Sabrina Flynn | 1162 comments Mod
Erin wrote: I want more point to a story, I think. the cross-over genres seem better for that. I didn't realize Ann Rice wrote romance! I thought she was more a paranormal person?

Erin, I definitely wouldn't put it in the romance genre (although some of the reviewers think it's very romantic)... more like an obscene fairy tale of humiliation and enslavement. She wrote it under another pen name. The writing wasn't bad, but Erotica isn't a genre for me.

And I'm with you on horror, I'm not really looking forward to my sampling of that genre, but who knows, I might like it and now I can say I've tried a bit of everything.


message 97: by Jen LD (last edited Jun 10, 2012 01:55PM) (new)

Jen LD (jenld) | 420 comments I guess I am lucky. I was paid to "try horror," as you say. I read to a blind boy for about 2 years in college. I read what he needed to read so I read Steven King for a class in various genres. That was the least to my taste, thank goodness. Can only clearly remember one other thing, "On Death and Dying" by Elizabeth Kubler Ross which taught me how to read aloud and cry silently at the same time. Other than that, I think I can live my life without trying genres that don't immediately attract.
...
Jen


message 98: by Erin (new) - rated it 4 stars

Erin (tangential1) | 1638 comments Mod
Sabrina wrote: "And I'm with you on horror, I'm not really looking forward to my sampling of that genre, but who knows, I might like it and now I can say I've tried a bit of everything."

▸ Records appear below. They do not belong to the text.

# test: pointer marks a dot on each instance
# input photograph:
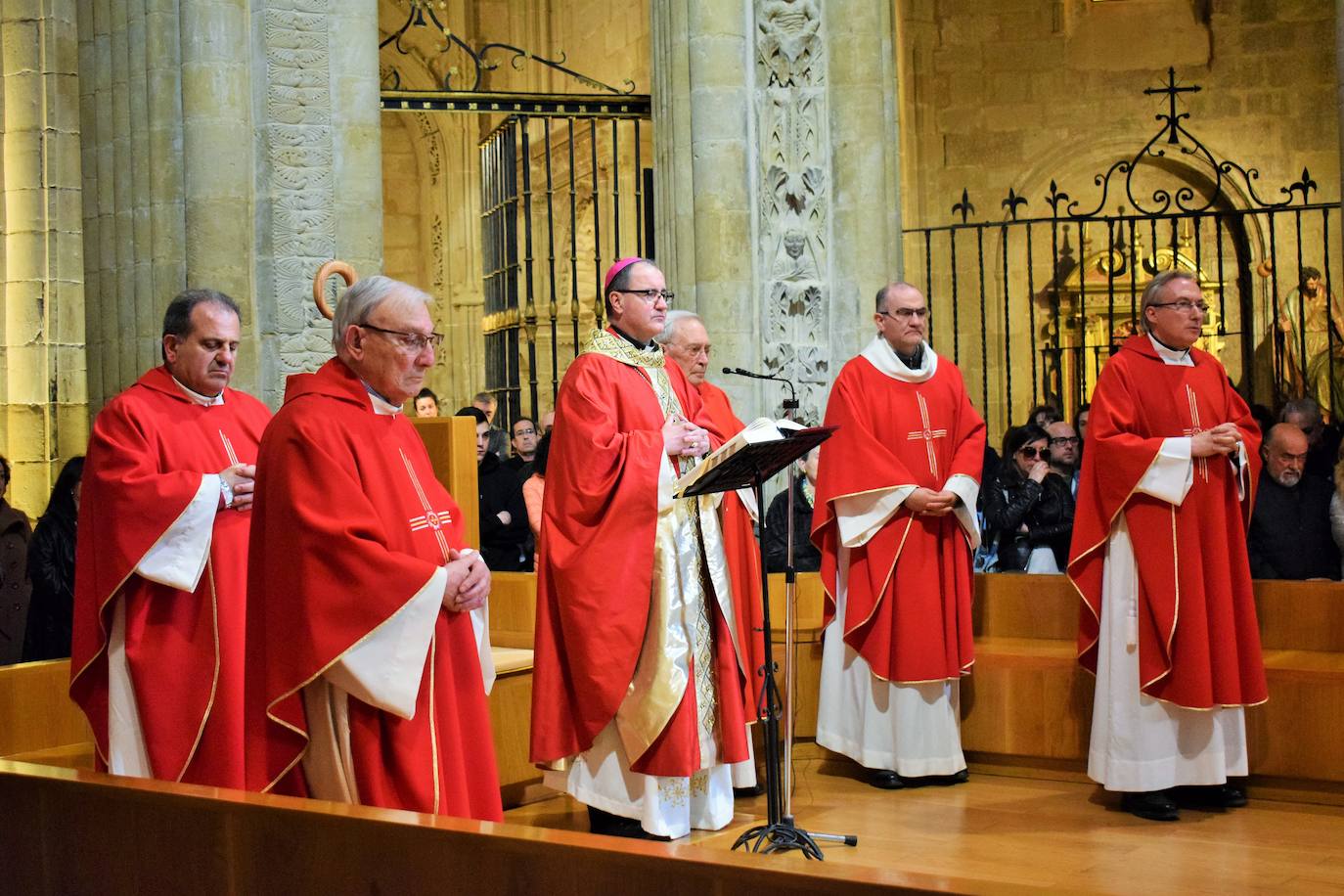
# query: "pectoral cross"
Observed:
(1195, 428)
(430, 518)
(927, 434)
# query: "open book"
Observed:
(757, 431)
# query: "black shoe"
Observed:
(887, 780)
(604, 823)
(1153, 806)
(1211, 797)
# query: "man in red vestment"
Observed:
(687, 341)
(1159, 555)
(366, 668)
(637, 704)
(895, 522)
(161, 559)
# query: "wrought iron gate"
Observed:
(560, 202)
(1049, 298)
(564, 191)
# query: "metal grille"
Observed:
(1031, 306)
(562, 197)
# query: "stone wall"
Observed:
(226, 144)
(1019, 93)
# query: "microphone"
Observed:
(790, 403)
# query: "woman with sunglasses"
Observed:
(1028, 507)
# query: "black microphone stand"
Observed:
(781, 833)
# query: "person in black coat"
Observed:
(1290, 525)
(807, 558)
(14, 578)
(1027, 507)
(504, 531)
(51, 568)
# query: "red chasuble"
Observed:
(910, 586)
(596, 569)
(1197, 640)
(743, 555)
(184, 651)
(349, 524)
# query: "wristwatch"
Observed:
(227, 492)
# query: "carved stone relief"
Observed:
(789, 47)
(794, 197)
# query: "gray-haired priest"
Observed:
(895, 521)
(366, 670)
(637, 680)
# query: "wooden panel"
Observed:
(450, 442)
(36, 711)
(809, 605)
(511, 712)
(1304, 615)
(513, 608)
(90, 833)
(1301, 615)
(1015, 605)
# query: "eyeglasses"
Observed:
(1185, 306)
(650, 295)
(414, 342)
(904, 315)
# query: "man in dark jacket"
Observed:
(1290, 527)
(807, 558)
(504, 529)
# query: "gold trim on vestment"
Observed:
(298, 756)
(600, 341)
(214, 683)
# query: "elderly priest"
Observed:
(637, 704)
(367, 672)
(895, 524)
(1159, 555)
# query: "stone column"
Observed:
(232, 144)
(43, 417)
(780, 121)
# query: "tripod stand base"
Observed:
(777, 838)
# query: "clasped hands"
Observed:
(468, 580)
(683, 438)
(930, 503)
(243, 481)
(1224, 438)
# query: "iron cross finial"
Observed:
(1171, 89)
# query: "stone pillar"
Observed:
(232, 144)
(43, 400)
(780, 119)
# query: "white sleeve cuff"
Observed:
(179, 557)
(384, 669)
(859, 516)
(481, 629)
(967, 490)
(1171, 473)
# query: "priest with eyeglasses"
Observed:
(366, 669)
(895, 521)
(1159, 557)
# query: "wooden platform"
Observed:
(1000, 833)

I find it kind of funny that I'm entirely capable of reading creepy murder thrillers (like The Alienist for example) and have trouble with horror stories. They seem so closely related; especially when the author gives you a peek into the head of the killer and you see the horrible things he's doing. Maybe it's just a level of description, though.


message 99: by Jen LD (new)

Jen LD (jenld) | 420 comments I know "War of the Worlds" is not technically horror although it was pretty horrible, at least the movie, but I found I could watch it once I realized how improbable the premise was. After that I saw a tale of redemption (Tom Cruise) and a reaffirmation of a family's love for each other. Of course that was mixed in with a heckuva lotta chaff....
Jen


message 100: by Lynne (new)

Lynne | 6 comments Laurie wrote: "Just to let you know, the ARC (or as they call them now, ARE) is not the final edition of the manuscript, since there were a bajillion small changes and improvements. If you want the definitive LR..."

PatK wrote: "ME OH ME OH ME TOO!"

I think it is pretty cool to read an ARC or ARE (whatever the term du jour is) because it is a good way to observe the evolution of a story. I hope I get a shot at reading it.